Nous sommes à Brighton pour le Great Escape et je n'ai pas encore eu le temps d'écouter "Attack on Memory" que tous mes amis me recommandent. Nous faisons la rencontre de Dylan et Joe qui profitent de la session pour se détendre sur la plage, loin de la fatigue et le train de vie éreintant de leur tournée. Avant de filmer, ils jouent du Elliott Smith comme pour échapper à leurs chansons sur lesquelles Dylan devra se casser la voix chaque soir. "Les sessions acoustiques je crois pas qu'c'est not' truc…" Et pourtant la maturité des paroles de "Cut You" me sidère dès la première prise alors que Dylan n'a pas encore l'âge légal de boire aux Etats-Unis.
Un mois plus tard, nous buvons des coups avec le groupe sur le bord du canal Saint Martin qui longe le point FMR. C'est la dernière date de leur tournée Européenne et dans un sommet de fatigue et de taux d'alcoolémie, Dylan ne me calculera pas. Ce qui n'est pas un mal puisqu'il tombera amoureux de la France cette nuit là, oubliera de retourner à son hôtel et ratera son vol du lendemain...
Nous nous retrouvons l'été au Fort Saint Père de Saint Malo pour la Route du Rock. Ils assureront un set tout aussi violent et noisy avant de laisser la place à Stephen Malkmus, le "parrain" qui sera passé dans leur loge pour les encourager. C'est le lendemain, en transit et lassé par l'ennui de leur chambre d'hotel que je vient cueillir le groupe pour une tournée nocturne des rades de Saint Malo intra-muros. Habitués aux saloons miteux d'un Cleveland ruiné depuis la crise des sub-primes, ils ont l'impression d'être à Pirates des Caraïbes de Disneyland. Et quand un serveur de bar se montre susceptible et menace de me refaire le portrait, je ne m'attends pas à ce que les quatre membres du groupe prennent ma défense et menacent de retourner le bar… Le lien est là maintenant.
Début Novembre, le groupe est présent au Pitchfork Festival. "Les sessions acoustiques, c'est pas notre truc, tu sais bien…" Mais entre les balances et leur concert, j'arrive à les convaincre et presse même le batteur de se joindre à la session.
Dylan passe le reste de Novembre à Paris et je l'emmène chez des disquaires, mes bars favoris et des endroits secrets.
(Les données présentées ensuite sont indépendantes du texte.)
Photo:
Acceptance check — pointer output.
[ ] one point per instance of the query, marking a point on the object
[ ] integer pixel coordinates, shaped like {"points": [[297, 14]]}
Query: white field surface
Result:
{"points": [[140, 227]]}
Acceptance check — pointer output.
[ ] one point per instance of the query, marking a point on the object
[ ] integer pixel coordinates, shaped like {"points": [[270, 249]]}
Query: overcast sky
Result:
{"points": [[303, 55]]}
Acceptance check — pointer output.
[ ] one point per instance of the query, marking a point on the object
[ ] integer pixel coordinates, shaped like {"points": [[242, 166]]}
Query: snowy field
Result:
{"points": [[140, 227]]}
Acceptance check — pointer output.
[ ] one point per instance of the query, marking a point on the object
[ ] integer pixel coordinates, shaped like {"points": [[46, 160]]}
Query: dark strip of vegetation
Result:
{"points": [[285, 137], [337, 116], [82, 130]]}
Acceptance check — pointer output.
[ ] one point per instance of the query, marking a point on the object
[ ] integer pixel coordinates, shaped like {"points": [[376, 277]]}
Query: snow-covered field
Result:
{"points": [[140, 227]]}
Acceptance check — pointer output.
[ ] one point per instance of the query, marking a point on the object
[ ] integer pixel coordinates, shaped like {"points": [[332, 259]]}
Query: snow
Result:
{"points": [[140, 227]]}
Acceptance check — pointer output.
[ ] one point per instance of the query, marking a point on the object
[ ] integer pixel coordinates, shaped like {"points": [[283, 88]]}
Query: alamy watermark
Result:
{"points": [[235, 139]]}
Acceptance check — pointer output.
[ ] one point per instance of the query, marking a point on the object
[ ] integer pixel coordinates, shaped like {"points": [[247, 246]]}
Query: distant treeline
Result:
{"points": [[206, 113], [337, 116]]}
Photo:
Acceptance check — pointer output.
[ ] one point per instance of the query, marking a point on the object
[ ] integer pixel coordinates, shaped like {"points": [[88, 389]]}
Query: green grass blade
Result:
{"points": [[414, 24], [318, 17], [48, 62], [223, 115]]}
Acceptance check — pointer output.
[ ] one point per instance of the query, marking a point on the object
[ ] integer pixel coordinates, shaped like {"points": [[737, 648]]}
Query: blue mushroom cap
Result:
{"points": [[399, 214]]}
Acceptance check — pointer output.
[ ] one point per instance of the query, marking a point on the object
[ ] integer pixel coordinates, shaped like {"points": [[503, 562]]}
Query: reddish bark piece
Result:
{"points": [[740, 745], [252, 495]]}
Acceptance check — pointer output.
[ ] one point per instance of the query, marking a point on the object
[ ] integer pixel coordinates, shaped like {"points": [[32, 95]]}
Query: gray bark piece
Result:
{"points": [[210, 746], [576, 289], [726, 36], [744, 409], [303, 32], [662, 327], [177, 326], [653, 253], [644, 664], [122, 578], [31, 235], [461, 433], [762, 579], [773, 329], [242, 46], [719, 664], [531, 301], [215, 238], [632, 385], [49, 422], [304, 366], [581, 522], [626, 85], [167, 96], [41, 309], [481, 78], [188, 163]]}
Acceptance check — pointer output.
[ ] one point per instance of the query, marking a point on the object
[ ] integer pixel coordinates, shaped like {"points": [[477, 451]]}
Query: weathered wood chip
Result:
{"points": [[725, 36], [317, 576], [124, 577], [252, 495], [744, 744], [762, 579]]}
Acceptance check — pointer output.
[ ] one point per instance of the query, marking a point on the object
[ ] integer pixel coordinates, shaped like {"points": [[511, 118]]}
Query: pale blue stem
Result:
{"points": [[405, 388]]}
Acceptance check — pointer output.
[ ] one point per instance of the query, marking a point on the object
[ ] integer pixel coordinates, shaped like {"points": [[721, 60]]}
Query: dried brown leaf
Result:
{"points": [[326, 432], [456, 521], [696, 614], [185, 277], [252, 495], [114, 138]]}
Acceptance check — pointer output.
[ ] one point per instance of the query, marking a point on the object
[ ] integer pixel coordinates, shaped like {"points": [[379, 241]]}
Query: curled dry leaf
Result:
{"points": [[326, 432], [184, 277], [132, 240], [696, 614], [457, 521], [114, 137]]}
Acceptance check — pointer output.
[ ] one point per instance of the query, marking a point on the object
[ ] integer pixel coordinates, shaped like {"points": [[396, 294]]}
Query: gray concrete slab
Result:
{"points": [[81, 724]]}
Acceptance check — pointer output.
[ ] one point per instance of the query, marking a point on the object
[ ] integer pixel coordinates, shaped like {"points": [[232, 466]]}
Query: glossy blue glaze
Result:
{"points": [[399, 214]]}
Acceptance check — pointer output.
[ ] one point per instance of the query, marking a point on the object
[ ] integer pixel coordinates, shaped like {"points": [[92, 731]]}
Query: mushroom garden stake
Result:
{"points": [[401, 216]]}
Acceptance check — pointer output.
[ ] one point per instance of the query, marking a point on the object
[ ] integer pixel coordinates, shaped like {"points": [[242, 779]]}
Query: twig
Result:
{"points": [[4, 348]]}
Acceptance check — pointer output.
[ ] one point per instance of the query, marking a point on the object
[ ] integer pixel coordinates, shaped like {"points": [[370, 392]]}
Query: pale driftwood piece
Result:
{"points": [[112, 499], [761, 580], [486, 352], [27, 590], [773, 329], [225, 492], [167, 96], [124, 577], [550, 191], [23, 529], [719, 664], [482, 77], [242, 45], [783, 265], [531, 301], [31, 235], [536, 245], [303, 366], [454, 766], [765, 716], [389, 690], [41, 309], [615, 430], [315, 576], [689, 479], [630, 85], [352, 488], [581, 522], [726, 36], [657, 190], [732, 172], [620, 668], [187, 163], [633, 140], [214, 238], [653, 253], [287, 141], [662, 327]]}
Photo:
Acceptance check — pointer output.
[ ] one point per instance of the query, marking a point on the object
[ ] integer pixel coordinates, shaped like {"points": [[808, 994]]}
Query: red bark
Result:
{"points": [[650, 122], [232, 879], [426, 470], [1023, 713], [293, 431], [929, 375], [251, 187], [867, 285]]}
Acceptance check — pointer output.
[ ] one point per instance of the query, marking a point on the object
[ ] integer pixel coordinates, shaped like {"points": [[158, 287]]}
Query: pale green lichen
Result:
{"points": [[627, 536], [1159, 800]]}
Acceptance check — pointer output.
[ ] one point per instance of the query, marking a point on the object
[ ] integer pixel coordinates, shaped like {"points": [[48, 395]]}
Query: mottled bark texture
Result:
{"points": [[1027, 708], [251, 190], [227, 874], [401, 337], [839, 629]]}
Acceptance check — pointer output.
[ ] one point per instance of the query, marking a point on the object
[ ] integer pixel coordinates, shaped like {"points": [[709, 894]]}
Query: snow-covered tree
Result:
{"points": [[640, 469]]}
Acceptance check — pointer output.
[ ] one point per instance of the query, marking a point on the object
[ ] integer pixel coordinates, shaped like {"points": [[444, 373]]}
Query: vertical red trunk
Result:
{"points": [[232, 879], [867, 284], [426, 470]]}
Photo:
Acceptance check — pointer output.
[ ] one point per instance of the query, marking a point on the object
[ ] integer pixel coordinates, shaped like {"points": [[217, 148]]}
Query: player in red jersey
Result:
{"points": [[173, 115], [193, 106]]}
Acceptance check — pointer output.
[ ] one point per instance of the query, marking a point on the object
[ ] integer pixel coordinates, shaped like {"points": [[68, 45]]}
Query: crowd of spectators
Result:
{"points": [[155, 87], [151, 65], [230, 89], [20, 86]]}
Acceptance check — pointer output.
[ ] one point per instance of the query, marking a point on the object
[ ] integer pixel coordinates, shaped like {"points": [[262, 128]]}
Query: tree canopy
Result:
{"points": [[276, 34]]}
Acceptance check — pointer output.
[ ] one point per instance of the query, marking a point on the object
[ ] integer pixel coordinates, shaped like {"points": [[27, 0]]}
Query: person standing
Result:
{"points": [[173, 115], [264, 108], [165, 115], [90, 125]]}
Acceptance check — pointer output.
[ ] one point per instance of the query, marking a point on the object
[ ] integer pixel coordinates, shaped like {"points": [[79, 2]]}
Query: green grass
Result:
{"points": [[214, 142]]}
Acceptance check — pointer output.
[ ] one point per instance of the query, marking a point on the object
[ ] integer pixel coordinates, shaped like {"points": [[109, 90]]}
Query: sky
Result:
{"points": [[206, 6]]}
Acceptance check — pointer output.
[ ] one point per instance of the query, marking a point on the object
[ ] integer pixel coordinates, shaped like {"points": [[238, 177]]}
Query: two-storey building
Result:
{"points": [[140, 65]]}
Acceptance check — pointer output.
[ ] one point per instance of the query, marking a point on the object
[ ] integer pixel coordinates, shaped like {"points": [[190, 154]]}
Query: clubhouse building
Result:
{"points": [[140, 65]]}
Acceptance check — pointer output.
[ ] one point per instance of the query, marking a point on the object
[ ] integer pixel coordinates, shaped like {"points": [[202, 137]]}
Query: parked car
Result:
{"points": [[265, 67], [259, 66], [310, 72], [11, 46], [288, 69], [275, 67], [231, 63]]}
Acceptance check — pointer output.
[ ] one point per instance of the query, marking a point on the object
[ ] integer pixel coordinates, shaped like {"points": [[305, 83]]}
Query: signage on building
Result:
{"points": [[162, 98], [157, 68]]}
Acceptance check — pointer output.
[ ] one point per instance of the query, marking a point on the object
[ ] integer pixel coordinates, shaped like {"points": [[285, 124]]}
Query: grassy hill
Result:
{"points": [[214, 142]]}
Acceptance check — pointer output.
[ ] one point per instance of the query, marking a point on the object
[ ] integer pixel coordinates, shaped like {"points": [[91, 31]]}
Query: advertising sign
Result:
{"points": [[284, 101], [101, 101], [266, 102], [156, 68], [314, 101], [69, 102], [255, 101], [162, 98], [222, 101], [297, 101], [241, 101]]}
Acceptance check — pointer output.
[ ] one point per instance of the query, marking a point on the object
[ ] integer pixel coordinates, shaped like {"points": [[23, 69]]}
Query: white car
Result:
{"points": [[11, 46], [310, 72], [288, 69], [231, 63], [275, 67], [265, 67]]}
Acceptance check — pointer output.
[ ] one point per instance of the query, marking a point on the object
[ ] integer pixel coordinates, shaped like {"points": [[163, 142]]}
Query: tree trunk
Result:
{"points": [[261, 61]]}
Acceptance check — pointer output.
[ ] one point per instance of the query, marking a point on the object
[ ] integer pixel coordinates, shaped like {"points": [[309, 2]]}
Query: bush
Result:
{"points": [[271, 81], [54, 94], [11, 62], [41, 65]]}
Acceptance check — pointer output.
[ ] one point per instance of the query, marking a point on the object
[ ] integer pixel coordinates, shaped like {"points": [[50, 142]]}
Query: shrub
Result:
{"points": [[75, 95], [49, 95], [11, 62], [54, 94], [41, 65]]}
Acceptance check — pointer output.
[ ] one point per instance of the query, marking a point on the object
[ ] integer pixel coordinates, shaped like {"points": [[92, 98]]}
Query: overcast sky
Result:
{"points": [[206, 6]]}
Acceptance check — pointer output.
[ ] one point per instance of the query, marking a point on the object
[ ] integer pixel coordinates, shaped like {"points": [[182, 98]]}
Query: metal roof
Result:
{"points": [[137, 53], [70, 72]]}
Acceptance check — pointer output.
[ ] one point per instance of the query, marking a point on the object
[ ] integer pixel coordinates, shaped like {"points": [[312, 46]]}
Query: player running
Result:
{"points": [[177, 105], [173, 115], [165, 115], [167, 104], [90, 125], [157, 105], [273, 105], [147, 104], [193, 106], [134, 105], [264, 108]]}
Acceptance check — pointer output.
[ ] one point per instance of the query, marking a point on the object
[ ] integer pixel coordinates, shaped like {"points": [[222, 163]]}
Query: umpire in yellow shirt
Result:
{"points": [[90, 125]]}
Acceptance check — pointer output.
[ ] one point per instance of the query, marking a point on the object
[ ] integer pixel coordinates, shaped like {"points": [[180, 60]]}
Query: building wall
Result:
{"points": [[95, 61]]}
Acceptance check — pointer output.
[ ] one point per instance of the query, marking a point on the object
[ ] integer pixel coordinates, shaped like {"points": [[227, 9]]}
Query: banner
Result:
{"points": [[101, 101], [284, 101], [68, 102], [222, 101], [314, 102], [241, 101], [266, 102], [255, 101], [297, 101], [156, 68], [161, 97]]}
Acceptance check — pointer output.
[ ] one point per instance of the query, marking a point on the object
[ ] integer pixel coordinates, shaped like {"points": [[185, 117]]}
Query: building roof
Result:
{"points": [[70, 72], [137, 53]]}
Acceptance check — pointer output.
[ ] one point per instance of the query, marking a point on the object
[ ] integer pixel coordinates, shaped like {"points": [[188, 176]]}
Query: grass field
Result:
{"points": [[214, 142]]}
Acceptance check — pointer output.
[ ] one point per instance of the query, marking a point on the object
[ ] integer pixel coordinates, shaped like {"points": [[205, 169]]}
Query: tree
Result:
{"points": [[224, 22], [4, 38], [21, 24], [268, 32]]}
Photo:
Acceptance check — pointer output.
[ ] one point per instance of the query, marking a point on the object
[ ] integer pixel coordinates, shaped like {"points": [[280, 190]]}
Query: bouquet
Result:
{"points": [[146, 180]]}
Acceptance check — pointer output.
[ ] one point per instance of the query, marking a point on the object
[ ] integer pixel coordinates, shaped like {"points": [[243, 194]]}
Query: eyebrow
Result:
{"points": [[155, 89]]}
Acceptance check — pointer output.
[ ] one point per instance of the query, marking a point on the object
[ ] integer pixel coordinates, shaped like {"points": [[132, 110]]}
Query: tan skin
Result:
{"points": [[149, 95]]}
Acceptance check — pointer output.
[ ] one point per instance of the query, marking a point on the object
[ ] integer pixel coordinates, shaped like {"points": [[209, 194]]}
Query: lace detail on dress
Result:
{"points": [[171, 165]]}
Il est un collectionneur de vinyles, un passioné de graphic novels indés et un amateur de bières belges. Il achètera un vieux recueil de photos, on rigolera sur un marchand d'autographes de stars oubliées ou kitchs, et il me convaincra d'acheter le génial Twins de Ty Segall que je ne connaissais pas encore.
Certains reprochent à Cloud Nothings leur coté ado je m'en foutiste sur scène sans chercher à écouter au delà de ces vagues de bruits qu'ils maitrisent. Mais qu'attendent-ils vraiment de ce groupe? Ce grunge serait-il aussi cohérent s'ils n'assumaient pas cette insouciance avec la voix fatiguée de Dylan? Cette rage se doit d'être un tantinet puérile pour pouvoir s'exprimer ainsi et, en même temps, c'est la seule échappatoire possible pour ces fils de la middle classe américaine sacrifiée, qui ont décidé de s'abandonner moralement autant que physiquement à la vie de "petit groupe de rock sur la route".
Un moment, je questionne Dylan sur ce rire qu'il a à chaque fois qu'il finit une phrase: "Le monde est hyper sérieux et important et j'ai du mal à m'imaginer que quoique je puisse dire ait une importance… alors je trouve ça absurde et ça me fait rigoler. Je ris de moi même". Dans un ou deux albums, chacun se rendra compte du flambeau laissé à l'abandon il y a quinze ans qu'ils ont osé reprendre de la meilleure manière qui soit.